Anyone have any idea what they are/were?


----------



## m brown (May 29, 1999)

they are frangipane with food colouring, layered with jelly-rasp or apricot, 
sliced long and coated in chocolate and sliced into those little squares/rectangles.

They can be exquisit(really good) or sickening (really bad).


----------



## rene (Oct 12, 2007)

ooh that sounds yummy!! anything with Raspberry in it has to be good... wonder if anyone has a recipie for the cake .... 

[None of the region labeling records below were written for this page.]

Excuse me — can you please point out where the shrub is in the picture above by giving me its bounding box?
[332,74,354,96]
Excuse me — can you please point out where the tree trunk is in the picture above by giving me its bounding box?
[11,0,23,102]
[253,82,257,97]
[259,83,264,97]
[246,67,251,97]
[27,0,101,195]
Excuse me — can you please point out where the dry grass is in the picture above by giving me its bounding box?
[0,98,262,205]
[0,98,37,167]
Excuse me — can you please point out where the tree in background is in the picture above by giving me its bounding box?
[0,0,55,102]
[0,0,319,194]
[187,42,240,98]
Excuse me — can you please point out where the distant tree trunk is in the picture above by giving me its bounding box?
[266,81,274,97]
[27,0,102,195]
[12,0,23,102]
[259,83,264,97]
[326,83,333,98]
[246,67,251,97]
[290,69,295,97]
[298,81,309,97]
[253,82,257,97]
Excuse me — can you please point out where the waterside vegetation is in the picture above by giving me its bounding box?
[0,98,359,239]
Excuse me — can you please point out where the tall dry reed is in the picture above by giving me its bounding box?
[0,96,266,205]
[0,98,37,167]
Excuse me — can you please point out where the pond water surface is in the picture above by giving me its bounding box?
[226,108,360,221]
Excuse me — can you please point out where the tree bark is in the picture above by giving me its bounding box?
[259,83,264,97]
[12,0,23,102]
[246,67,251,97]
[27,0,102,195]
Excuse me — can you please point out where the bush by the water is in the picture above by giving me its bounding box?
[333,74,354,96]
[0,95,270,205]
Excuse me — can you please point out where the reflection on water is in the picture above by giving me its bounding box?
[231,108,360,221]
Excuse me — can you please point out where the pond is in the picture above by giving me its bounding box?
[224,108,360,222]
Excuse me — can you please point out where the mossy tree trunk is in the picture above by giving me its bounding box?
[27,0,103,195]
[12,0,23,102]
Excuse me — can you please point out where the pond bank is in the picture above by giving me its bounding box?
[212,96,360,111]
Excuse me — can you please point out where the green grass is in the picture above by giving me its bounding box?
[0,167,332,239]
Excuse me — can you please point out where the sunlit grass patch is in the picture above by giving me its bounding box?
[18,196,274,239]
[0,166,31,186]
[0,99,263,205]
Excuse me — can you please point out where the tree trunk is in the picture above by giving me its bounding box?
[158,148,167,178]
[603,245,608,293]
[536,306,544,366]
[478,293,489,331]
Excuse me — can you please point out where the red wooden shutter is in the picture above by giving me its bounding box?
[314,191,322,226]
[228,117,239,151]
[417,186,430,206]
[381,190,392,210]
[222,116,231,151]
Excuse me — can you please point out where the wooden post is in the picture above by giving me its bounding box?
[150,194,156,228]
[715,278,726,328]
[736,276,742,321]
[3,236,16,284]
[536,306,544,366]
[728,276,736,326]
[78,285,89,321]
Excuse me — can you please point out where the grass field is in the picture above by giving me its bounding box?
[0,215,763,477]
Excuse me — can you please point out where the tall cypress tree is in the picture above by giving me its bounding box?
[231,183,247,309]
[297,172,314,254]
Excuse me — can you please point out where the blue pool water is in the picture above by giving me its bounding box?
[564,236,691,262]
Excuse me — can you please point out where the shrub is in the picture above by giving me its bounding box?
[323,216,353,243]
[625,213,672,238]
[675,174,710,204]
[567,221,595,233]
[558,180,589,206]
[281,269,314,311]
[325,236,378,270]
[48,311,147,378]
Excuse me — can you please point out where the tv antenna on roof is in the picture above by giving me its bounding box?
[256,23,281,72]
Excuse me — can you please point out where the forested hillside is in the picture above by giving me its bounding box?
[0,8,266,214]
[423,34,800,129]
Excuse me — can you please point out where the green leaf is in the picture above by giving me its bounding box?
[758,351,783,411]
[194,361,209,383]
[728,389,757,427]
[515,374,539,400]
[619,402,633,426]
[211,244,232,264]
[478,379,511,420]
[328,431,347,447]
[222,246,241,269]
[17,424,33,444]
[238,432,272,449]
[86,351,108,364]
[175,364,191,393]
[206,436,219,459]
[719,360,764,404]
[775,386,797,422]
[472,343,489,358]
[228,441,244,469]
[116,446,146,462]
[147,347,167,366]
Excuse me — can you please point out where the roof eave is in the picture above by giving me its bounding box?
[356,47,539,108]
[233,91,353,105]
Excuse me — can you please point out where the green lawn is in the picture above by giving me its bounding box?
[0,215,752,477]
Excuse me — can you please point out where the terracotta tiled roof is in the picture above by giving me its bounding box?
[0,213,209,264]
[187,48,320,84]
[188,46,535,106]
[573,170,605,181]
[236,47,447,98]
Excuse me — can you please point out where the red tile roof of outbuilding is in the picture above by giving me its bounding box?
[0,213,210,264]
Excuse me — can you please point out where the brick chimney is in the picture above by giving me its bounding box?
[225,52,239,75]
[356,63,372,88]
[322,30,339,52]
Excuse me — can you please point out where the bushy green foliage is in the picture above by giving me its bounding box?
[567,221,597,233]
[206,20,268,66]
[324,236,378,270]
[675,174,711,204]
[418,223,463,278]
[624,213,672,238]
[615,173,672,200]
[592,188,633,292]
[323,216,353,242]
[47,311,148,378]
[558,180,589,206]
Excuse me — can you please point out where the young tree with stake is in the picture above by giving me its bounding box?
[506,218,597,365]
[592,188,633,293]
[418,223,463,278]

or a good sponge , at least


----------



## katbalou (Nov 21, 2001)

i make them every year for christmas - i will find the recipe for you later today. my son eats them as soon as he can find my stash. they are layers of an almond paste sponge, raspberry, current or apricot jelly, weighted down and then frosted with a dark choclate glaze. sometimes called venetians, sometimes napolitans, due to the tricolor effect - like the italian flag.
kathee


----------



## rene (Oct 12, 2007)

oh great !! thank you so much


----------



## pjm333 (Nov 6, 2001)

Rainbow Cookie

4 # almond paste
2 # butter
2 # sugar

1 3/4 qts egg yolks
1 # bread flour

Cream first 3 ingredients, add yolks then bread flour. Divide into 4 parts and color ( 3 # per sheet pan) Bake approx 15 minutes and cool, spread with a thin layer of apricot jam and stack..freeze then unmold and glaze with chocolate.


----------



## free rider (May 23, 2006)

That could feed an army, it looks like. What's the yield? No egg whites for levening? I remember them as being not too dense.


----------



## rene (Oct 12, 2007)

oh yummy thankyou!!


----------



## pjm333 (Nov 6, 2001)

It makes 1 full sheet pan and I forgot to add that once unmolded cut into strips of the size you want and glaze or cover with marzipan & glaze.


----------



## seawinken (Dec 15, 2010)

What should the oven temp. be set at??


----------



## nycbaking (Mar 18, 2013)

I am also concerned about no leavening and no salt. How many egg yolks are in 1 qt?


----------



## petemccracken (Sep 18, 2008)

Based on 1 1/8 Tablespoons/yolk and 64 Tablespoons per quart, there are 56.88 yolks per quart.


----------



## nycbaking (Mar 18, 2013)

Thank you! I really want to try this recipe, but I am a little bit suspicious that it will be kind of heavy with all the egg yolks and no baking powder or whipped egg whites. I am still looking for a real bakery recipe for rainbow cookies just like the ones I used to get at Villabate bakery in Brooklyn./img/vbsmilies/smilies/smile.gif


----------